IT WAS, as a judge dryly noted last week, “no great judicial leap” for him to order that federal immigration officials grant asylum seekers the minimum guarantees provided by the government’s own rules — namely, a case-by-case review of their suitability for release while their cases are adjudicated. Yet in requiring the Department of Homeland Security to abide by long-standing procedures, U.S. District Judge James E. Boasberg tore up the Trump administration’s nativist playbook, which relies on making life so miserable for immigrants, legal and illegal, that they’ll be deterred from coming to the United States in the first place.
In the case of asylum seekers overseen by five major field offices of U.S. Customs and Immigration Enforcement — Detroit, El Paso, Los Angeles, Newark and Philadelphia — the administration’s approach amounted to tossing asylum seekers in jail and throwing away the key. So much for decades of U.S. respect for international and national laws protecting migrants fleeing violence and persecution at home.
Those ICE field offices, which together handle roughly a quarter of all asylum seekers’ cases, detained about 1,000 of them during the Trump administration’s first eight months, in 2017. Ninety-six percent of those who sought release while their cases were under review were refused and left for months behind bars. Keep in mind: In most cases, these are people who have been convicted of no crimes.
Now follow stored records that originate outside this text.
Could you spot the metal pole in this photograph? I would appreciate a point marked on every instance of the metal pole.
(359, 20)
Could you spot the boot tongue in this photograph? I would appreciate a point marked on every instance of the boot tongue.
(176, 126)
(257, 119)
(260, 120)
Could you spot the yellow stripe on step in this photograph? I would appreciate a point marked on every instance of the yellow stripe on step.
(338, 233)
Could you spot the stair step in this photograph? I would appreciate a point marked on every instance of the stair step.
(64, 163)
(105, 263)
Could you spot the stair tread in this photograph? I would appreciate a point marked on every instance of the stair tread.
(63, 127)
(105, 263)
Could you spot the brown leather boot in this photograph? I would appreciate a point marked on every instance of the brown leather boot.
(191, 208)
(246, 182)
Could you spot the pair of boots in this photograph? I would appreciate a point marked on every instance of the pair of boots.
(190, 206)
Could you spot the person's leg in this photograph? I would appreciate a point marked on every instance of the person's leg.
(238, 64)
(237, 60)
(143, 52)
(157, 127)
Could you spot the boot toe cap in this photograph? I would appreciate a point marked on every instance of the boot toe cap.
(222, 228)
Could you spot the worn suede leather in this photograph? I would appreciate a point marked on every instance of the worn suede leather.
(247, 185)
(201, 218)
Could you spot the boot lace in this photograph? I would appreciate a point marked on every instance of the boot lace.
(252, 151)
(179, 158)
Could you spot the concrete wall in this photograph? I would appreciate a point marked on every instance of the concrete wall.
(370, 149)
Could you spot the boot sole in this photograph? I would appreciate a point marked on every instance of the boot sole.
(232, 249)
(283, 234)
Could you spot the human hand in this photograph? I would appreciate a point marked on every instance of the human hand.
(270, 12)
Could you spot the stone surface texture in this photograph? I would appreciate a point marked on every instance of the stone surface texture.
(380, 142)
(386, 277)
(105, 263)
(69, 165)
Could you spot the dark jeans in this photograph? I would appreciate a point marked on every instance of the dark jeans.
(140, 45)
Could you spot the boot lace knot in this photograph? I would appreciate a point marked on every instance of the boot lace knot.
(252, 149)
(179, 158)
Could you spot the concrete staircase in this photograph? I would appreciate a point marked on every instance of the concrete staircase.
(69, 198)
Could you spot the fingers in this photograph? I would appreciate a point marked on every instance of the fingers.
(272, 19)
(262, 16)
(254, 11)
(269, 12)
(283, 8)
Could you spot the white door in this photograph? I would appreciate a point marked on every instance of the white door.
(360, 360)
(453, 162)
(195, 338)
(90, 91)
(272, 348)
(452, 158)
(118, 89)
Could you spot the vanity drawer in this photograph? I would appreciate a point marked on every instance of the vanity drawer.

Under a 2009 directive that remains in effect, ICE detained relatively few asylum seekers in recent years — in 2013, for instance, just 10 percent or so. Those who were detained were judged a danger or a flight risk, sometimes because of doubts about their identity. Absent those factors, the government’s own rule was — and remains — that “continued detention is not in the public interest.”
In defending itself against a lawsuit brought by the American Civil Liberties Union, the Justice Department presented no statistics to contradict those presented in court showing that detention has become a reflexive and nearly uniform policy in the five ICE field offices in question. Nor could the government substantiate its contention that cases were reviewed on anything resembling a bona fide individual basis, as required by ICE’s own policy. Risibly, one ICE official, Diane Witte, deputy director of the agency’s El Paso field office, said that one particular asylum seeker had been denied release on grounds that she was “a recent entrant and thus presented a flight risk.” As the judge noted, nearly all asylum seekers are recent entrants.
The Trump administration may imagine that it can sustain a policy based on the proposition that the United States may deter migrants by presenting them with prospects even crueler and less humane than the ones they fled in their home countries. Yet given the force of America’s tradition, law and sense of justice, that’s not a likely winning strategy. In a country of immigrants, the specter of a war on immigrants amounts to a crusade against this nation’s deeply ingrained values. The Trump administration’s effort to deter asylum seekers by means of blanket detention was one front in that war; it appears unlikely to prevail.